48 heures de désobéissance civile ! C’est le mouvement qui a été enclenché le 8 novembre 2022, par un collectif d’organisations de la société civile et des centrales syndicales du Mali dans toute la région de Gao. Ce, à travers la paralysie de l’Administration publique et la fermeture des commerces.
Il s’agit d’interpeller les autorités de Bamako sur l’insécurité grandissante qui trouble le sommeil et perturbe les activités des populations exposées aux attaques récurrentes des groupes terroristes et autres bandes armées qui sont en passe, si ce n’est déjà fait, de mettre cette région septentrionale du pays sous coupe réglée. Un appel qui a été suivi, à en croire plusieurs témoignages selon lesquels l’Administration, la gare routière et les marchés sont restés fermés dans la journée, avec une circulation réduite. Le moins que l’on puisse dire, c’est que ce mouvement de désobéissance civile est une mauvaise publicité dont aurait aimé se passer le pouvoir de Bamako. Un pouvoir qui ne cesse de mettre en avant la montée en puissance des FAMa, surtout depuis le divorce avec Barkhane et l’alliance avec les partenaires russes dont l’évocation du seul nom, dans l’imaginaire populaire, était censée suffire à semer la panique au sein des hordes terroristes si ce n’est de les mettre totalement en déroute.

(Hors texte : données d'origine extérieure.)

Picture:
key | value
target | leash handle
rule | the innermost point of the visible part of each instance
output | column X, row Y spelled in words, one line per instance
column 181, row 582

Ce cri du cœur des populations de Gao est un message fort qui traduit toute la détresse des populations
Mais la réalité semble tout autre. C’est, du moins, ce que tend à traduire ce mouvement d’interpellation de ces forces vives de la région de Gao, qui ont décidé de sonner le tocsin en guise d’avertissement aux autorités de la transition avant de nouvelles actions. Preuve, s’il en est, d’une situation sécuritaire beaucoup plus délétère qu’on ne veut le montrer. Et preuve aussi que tout ne va pas pour le mieux dans le meilleur des Mali possibles comme tendrait à le prouver, la communication gouvernementale qui ne laisse pratiquement pas de place aux voix discordantes. C’est dire si le colonel Assimi Goïta doit se faire du mouron. Non seulement pour ce qui passe pour un cinglant démenti d’une situation sécuritaire totalement maîtrisée par les forces régulières, mais aussi par crainte des effets de contagion que pourrait susciter ce mouvement d’humeur des populations de Gao. Mais comme dit l’adage, « on ne peut pas cacher le soleil avec son doigt ». C’est pourquoi, venant de telles entités sociales censées être à équidistance des chapelles politiques et ne pas faire dans la politique politicienne, ce cri du cœur des populations de Gao est un message fort qui traduit toute la détresse des populations qui ne savent plus véritablement à quelle armée se vouer. Et pour qu’elles en arrivent, toutes activités cessantes, à de telles exigences à l’endroit du gouvernement, il faut croire que la coupe des exactions qu’elles subissent au quotidien, est tellement pleine à déborder que ces populations qui souffrent déjà le martyre, paraissent aujourd’hui, pour emprunter à l’adage populaire, « des cabris morts qui n’ont plus peur du couteau ».
Les autorités de la transition gagneraient à prêter une oreille attentive à ces interpellations des populations de Gao
Comment peut-il en être autrement quand des populations comme celles de Boni, dans le Centre du pays, sont obligées de négocier directement la levée de leur blocus avec les groupes terroristes après plus de trois mois de siège ? Comment peut-il encore en être autrement quand le Nord du pays est devenu le théâtre d’affrontements meurtriers et de luttes d’influence entre groupes terroristes rivaux qui y évoluent comme en terrain conquis ? La triste réalité du terrain est qu’à l’image d’autres pays du Sahel comme le Burkina et le Niger, de larges pans du territoire malien sont sous contrôle des groupes terroristes qui assiègent régulièrement des populations qui ne savent plus véritablement à quel protecteur se vouer. C’est pourquoi les autorités de la transition gagneraient à prêter une oreille attentive à ces interpellations des populations de Gao à l’effet de prendre les dispositions idoines pour redresser la barre d’une situation sécuritaire qui semble évoluer de Charybde en Scylla. La symbolique est d’autant plus forte que la région de Gao est connue pour avoir abrité une des bases de la force française Barkhane au Mali. Et ce mouvement d’humeur et cette sortie de ses populations pour protester contre la dégradation continue de la situation sécuritaire, sont autant de preuves des difficultés qu’éprouve la relève sur le terrain et autant de raisons de la nécessité de changer la kalach d’épaule. Les autorités de Bamako l’entendront-elle de cette oreille ? On attend de voir.